# Got a new laptop today. Fried my Dell



## PuritanCovenanter (Feb 24, 2012)

I spilled a very small amount of juice on my left button below my touch pad and it totally fried my laptop mainboard. I freaked. Got a new Toshiba Satellite today for a lot less than my Dell and just as good. 

Caution.... Don't drink juice around your puter.


----------



## Gforce9 (Feb 24, 2012)

Sorry to hear about the extra expense, Randy. I dropped a cell phone in a glass of water once......


----------



## py3ak (Feb 24, 2012)

I've lost three computers over the past 12 months, for several causes. The most painful was probably the one that a spill destroyed.


----------



## Raine (Feb 24, 2012)

Got luck with the Toshiba; They're pretty tough.
I have one that's been dropped, had tea spilled in it, and is missing about 1/4 of the plastic case and several of the screws holding it together, yet is still going. (It's a "spare" I keep up so the hubby and I can log in to check weather, bank accounts, etc without getting the nicer laptops out of the case.) We have a cat that likes to sleep on the computer and a toddler and 2 huge dogs that like to bounce around near the table it stays on.


----------



## VictorBravo (Feb 24, 2012)

I bought a low-end and inexpensive Toshiba laptop about back in 2005 when my wife's two-month-old Mac i-Book crashed. She needed to continue her work and the $499 seemed affordable while the Mac got fixed.
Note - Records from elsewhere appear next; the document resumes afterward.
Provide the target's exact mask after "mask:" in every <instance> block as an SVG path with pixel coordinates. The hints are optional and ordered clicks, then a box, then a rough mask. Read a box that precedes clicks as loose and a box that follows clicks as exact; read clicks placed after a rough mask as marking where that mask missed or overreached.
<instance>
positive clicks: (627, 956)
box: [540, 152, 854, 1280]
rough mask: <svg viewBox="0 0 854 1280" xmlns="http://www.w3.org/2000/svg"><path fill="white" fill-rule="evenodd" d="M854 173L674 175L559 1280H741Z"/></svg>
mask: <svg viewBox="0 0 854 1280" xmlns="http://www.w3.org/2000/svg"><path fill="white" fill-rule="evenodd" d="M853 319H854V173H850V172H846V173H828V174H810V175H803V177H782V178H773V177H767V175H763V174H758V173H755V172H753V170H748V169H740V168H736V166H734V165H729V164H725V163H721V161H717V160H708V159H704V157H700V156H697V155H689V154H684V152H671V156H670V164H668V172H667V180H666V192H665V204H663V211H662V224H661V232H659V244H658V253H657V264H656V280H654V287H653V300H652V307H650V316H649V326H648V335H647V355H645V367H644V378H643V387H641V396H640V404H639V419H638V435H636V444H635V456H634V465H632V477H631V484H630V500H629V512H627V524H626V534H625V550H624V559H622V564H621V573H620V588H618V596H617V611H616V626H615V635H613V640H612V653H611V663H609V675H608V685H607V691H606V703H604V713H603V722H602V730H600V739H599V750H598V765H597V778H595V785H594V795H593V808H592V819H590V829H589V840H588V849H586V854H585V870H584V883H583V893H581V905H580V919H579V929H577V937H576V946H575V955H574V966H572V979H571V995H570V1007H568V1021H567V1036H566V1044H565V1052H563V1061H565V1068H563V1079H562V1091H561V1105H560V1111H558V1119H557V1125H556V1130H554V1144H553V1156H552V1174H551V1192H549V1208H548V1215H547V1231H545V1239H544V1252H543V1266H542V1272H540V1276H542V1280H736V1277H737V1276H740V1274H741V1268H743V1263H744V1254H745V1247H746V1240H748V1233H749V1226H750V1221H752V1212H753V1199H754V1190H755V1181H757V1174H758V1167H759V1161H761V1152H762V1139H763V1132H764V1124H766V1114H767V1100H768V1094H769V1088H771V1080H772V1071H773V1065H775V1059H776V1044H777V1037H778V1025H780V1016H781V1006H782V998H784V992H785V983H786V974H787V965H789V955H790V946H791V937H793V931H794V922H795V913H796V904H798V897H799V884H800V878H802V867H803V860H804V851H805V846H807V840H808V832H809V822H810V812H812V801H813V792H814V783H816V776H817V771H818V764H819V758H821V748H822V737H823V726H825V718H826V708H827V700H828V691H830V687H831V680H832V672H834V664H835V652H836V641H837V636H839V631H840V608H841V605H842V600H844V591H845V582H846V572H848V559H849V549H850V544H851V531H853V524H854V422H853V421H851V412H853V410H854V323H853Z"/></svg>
Well, she never went back to the Mac, and instead used it for 5 years before moving on to a pretty high-end Win 7 desktop.

Guess who is still using that Toshiba for general work?--yup, yours truly. It's an XP with lots of added memory and a few modifications and it still runs everything I need without a hitch. It ended up being a very good value, even for a consumer model.


----------



## Tim (Feb 24, 2012)

I once spilled cereal and milk on my laptop, but I was very fortunate that only the keyboard fried. Cheerios, as I recall....


----------



## PuritanCovenanter (Feb 24, 2012)

Tim,

I already replaced the Keyboard on the Dell because I fried it last Summer. LOL. You would think they would make these things waterproof as much as they cost. BTW, this Toshiba cost half as much as my Dell did and has the same stuff on it. Wow.


----------



## Raine (Feb 25, 2012)

As for the keyboards, they don't make them waterproof, but there are cheap silicone keyboard covers that provide some protection from spills and keep cat hair and/or dust from working down between the keys. Mine was less than $5 via ebay and well worth it.


----------



## KMK (Feb 25, 2012)

My African Gray ate several keys of my Dell once. My MacBook Pro 17" has proved indestructible. I highly recommend it.


----------